Dans l’hypothèse où la société prendrait connaissance de l’utilisation récurrente des outils de communication à distance pendant les heures de repos, un entretien serait organisé avec la Direction pour faire un point sur la nécessité de déconnecter les outils de communication à distance pendant les périodes de repos et, le cas échéant, sur les raisons expliquant son utilisation pendant les heures de repos.
Article 28. Suivi médical À la demande du salarié, une visite médicale distincte devra être organisée. Cette visite médicale devra porter sur la prévention des risques du recours au forfait en jours ainsi que sur la santé physique et morale du collaborateur. Cette demande devra recevoir l’accord de l’employeur, auquel cas un avenant contractuel à la convention individuelle de forfait sera établi pour l’année en cours.
Article 29. Situation des salariés présent à l’effectif à la date de conclusion du présent accord et passant en forfait annuel en jours par avenant au contrat de travail Pour ces salariés, l’équivalent de 16 jours de travail annuel sera réintégré au salaire annuel forfaitaire de base.

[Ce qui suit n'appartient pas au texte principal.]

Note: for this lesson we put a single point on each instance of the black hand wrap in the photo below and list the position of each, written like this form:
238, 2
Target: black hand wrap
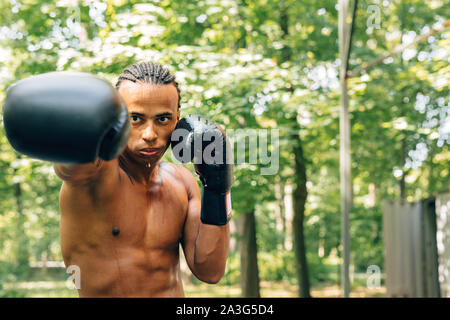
66, 117
203, 142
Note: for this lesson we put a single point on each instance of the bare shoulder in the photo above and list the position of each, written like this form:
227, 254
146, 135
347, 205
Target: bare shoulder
183, 175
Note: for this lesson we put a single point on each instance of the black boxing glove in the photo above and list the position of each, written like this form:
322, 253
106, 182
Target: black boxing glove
203, 142
66, 117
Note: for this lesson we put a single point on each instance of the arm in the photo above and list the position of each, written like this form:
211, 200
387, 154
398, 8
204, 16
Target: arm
86, 172
205, 246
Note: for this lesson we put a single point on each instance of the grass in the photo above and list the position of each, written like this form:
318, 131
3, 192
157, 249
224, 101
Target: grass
34, 289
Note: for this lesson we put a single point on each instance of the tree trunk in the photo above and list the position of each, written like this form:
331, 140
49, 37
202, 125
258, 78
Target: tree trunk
249, 258
280, 217
300, 192
300, 195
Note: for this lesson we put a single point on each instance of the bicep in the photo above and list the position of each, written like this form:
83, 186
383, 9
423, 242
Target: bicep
192, 223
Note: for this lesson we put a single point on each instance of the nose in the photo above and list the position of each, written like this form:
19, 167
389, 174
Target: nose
149, 134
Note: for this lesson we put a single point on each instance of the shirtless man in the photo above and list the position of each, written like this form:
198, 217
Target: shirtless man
124, 212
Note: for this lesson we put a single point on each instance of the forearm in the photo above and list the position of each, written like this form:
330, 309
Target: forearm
211, 252
78, 172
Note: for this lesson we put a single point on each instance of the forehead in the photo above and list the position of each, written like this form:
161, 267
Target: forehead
149, 97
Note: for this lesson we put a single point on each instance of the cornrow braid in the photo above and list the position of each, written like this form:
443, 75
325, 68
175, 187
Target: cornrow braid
148, 72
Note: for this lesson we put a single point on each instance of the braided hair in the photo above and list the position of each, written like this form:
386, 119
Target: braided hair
148, 72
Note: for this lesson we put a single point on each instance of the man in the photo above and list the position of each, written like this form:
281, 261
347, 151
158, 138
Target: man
123, 218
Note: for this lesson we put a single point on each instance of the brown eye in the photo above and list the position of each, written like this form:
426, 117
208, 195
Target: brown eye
163, 120
134, 119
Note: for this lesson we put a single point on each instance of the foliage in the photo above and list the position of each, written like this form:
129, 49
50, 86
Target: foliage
237, 65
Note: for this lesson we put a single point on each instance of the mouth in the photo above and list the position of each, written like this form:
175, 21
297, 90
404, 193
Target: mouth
149, 152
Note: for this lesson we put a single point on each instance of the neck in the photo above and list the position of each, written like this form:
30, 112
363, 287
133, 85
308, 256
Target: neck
143, 172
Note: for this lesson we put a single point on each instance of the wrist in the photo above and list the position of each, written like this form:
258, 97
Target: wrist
216, 207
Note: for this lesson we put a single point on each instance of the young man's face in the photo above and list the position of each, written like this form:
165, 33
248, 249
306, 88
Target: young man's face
153, 111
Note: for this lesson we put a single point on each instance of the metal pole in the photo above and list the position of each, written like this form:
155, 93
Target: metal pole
344, 133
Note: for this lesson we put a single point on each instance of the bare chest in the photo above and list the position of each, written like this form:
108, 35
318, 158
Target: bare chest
152, 217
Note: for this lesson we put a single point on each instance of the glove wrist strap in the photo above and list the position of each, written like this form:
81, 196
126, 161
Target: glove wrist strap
216, 207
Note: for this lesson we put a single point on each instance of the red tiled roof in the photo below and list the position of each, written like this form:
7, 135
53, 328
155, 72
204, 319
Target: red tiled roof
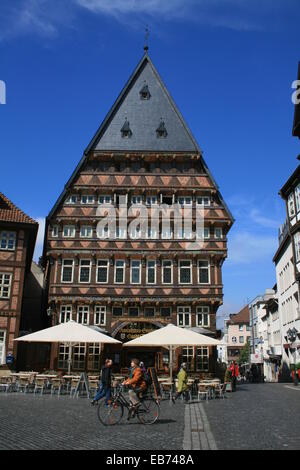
11, 213
240, 317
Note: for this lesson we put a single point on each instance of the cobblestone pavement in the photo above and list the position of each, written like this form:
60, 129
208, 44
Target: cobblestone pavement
197, 432
45, 422
256, 416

Titre IX. Dispositions en matière de congés payés
En référence à l’article L.2253-3 du Code du travail, les stipulations de la convention d'entreprise conclue antérieurement ou postérieurement à la date d'entrée en vigueur de la convention de branche ou de l'accord couvrant un champ territorial ou professionnel plus large prévalent sur celles ayant le même objet ou la même cause prévues par la convention de branche ou l'accord couvrant un champ territorial ou professionnel plus large. Ainsi d’un commun accord exprès des parties, les dispositions du présent titre de l’accord collectif d’entreprise prévalent sur les dispositions ayant le même objet ou la même cause, prévues par la convention de branche couvrant un champ territorial ou professionnel plus large, en ce sens notamment les dispositions ayant le même objet ou la même cause de la convention collective nationale de branche des cabinets d’Experts-comptables et Commissaires aux compte du 9 décembre 1974 (IDCC 787).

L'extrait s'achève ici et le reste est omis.